Authors: Van Raalte, C.

Conference: Genre/Nostalgia

Dates: 6-7 January 2021

Place of Publication:


There is an extended sequence within Ready Player One that takes place inside a simulation of the 1980 film The Shining; in the original novel this episode takes place within a recreation of Blade Runner (1982). The substitution is significant. The world of Ready Player One is dominated by signs that are so disconnected from their original meanings that they are completely interchangeable. What is important to Ready Player One is not the inherent value of the signs, but the imagined exchange rate between then. The Shining is used in place of Blade Runner not due to any thematic or narrative similarities, but because, as iconic 1980s texts, they have similar cultural capital.
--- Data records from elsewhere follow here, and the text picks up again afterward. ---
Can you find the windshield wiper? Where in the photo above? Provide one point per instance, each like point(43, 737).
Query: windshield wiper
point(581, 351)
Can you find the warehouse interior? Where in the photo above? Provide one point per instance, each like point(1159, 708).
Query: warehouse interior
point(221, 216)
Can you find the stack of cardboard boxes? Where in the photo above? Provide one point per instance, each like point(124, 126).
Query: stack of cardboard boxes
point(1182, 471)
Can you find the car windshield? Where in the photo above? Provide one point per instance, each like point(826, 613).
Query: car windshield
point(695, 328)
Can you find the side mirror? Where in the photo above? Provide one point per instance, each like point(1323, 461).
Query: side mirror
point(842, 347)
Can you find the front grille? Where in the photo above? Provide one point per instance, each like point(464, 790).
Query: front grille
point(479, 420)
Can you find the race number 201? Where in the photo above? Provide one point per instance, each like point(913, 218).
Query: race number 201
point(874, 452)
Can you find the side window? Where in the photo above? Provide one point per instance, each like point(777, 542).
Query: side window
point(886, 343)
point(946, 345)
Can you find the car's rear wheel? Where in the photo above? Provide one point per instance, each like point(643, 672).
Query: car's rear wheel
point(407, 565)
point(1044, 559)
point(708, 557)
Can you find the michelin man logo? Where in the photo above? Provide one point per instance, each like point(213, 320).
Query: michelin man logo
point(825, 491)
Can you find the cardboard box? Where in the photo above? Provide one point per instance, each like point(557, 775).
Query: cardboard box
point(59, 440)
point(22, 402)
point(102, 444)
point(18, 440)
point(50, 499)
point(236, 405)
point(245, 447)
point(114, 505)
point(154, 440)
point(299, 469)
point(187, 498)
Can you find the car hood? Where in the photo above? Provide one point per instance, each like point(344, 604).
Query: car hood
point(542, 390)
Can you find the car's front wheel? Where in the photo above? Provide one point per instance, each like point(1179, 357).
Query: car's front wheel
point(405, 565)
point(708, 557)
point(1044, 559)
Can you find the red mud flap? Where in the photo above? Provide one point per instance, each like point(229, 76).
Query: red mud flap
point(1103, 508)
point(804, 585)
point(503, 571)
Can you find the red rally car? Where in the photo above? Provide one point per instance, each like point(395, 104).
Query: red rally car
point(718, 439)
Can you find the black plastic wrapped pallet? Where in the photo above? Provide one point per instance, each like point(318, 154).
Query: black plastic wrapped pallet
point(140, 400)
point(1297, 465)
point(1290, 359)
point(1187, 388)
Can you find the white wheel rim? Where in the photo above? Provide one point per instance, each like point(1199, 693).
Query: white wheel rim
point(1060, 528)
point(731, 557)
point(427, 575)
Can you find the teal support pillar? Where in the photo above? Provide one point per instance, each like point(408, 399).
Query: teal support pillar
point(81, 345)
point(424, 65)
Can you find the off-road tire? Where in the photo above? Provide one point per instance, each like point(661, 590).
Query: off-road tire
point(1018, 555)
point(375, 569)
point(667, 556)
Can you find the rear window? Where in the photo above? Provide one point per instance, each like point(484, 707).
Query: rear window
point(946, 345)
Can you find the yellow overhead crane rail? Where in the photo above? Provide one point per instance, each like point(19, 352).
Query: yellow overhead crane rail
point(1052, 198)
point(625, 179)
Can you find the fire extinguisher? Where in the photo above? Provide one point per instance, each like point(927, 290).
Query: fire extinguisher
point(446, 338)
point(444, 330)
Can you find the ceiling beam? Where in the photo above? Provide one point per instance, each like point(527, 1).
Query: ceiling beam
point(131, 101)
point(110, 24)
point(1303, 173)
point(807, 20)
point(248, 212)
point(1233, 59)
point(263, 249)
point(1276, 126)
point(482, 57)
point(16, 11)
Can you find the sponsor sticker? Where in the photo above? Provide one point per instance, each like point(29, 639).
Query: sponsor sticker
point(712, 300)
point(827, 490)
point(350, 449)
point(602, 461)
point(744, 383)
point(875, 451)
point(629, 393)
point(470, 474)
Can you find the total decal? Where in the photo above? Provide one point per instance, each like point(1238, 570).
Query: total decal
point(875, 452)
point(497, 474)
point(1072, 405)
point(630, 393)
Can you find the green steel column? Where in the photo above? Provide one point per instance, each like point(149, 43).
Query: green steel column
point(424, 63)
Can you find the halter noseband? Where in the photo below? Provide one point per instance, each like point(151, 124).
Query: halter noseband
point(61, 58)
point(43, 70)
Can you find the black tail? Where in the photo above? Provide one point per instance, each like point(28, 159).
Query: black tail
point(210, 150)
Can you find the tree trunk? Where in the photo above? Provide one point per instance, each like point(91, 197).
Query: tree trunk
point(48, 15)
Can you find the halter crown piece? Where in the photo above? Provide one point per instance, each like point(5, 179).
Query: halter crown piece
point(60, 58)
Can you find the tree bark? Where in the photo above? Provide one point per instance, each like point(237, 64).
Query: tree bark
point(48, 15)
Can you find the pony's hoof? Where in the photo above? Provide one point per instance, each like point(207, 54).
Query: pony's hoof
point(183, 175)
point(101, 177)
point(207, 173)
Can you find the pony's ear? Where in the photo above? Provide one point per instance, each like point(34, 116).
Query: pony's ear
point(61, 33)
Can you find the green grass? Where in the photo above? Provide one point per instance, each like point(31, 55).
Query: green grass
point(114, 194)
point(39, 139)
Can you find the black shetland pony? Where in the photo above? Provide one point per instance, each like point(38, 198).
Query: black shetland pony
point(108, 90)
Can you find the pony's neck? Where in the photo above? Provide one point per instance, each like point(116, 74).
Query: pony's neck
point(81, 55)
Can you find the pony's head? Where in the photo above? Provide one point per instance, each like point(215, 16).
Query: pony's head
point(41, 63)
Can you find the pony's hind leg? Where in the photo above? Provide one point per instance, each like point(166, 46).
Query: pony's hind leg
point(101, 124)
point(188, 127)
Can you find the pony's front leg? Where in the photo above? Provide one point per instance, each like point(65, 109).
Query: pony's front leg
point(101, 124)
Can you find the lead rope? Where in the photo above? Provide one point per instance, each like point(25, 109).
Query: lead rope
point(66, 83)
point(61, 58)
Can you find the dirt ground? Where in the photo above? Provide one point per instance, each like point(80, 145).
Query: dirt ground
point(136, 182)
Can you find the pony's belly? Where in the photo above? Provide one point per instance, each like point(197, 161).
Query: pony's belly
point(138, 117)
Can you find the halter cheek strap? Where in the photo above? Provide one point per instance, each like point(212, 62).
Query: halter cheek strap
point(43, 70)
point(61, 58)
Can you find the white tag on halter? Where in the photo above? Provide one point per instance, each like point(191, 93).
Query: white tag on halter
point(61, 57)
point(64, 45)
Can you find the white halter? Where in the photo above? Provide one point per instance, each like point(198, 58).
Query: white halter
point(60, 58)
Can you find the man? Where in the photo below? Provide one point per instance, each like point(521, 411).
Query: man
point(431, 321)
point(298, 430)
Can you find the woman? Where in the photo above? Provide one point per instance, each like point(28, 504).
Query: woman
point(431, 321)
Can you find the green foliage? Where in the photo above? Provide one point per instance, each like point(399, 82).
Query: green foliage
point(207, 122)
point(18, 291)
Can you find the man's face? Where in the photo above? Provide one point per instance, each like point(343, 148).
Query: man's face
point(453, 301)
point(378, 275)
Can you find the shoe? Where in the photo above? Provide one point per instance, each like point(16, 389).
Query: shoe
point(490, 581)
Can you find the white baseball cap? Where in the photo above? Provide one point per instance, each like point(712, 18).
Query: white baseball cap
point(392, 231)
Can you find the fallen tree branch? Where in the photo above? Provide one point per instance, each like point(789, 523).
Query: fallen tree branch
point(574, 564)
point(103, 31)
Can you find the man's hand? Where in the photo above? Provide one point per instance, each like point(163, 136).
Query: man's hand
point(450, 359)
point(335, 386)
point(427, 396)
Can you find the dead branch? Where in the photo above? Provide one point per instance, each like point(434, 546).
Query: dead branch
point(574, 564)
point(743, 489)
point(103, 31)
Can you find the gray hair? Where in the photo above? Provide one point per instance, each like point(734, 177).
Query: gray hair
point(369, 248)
Ready Player One exemplifies a strain of nostalgia that is increasingly a feature of modern science fiction, whereby the signs and forms of yesterday's culture are recreated not in tribute or as a critique but as what Fredric Jameson would call a ‘blank parody’ devoid of meaningful content. The failure of such texts to fully engage with the past reflects a failure to fully imagine a future - a feature Mark Fisher ascribes to the products of ‘capitalist realism’.

This paper will explore the particular structures of nostalgia articulated in Ready Player One, a film that at one and the same time appears to trivialise cultural icons, rendering them as pure spectacle in Guy Debord’s sense of the term, and to directly address the fundamental trap of nostalgia with the injunction to “escape your past”.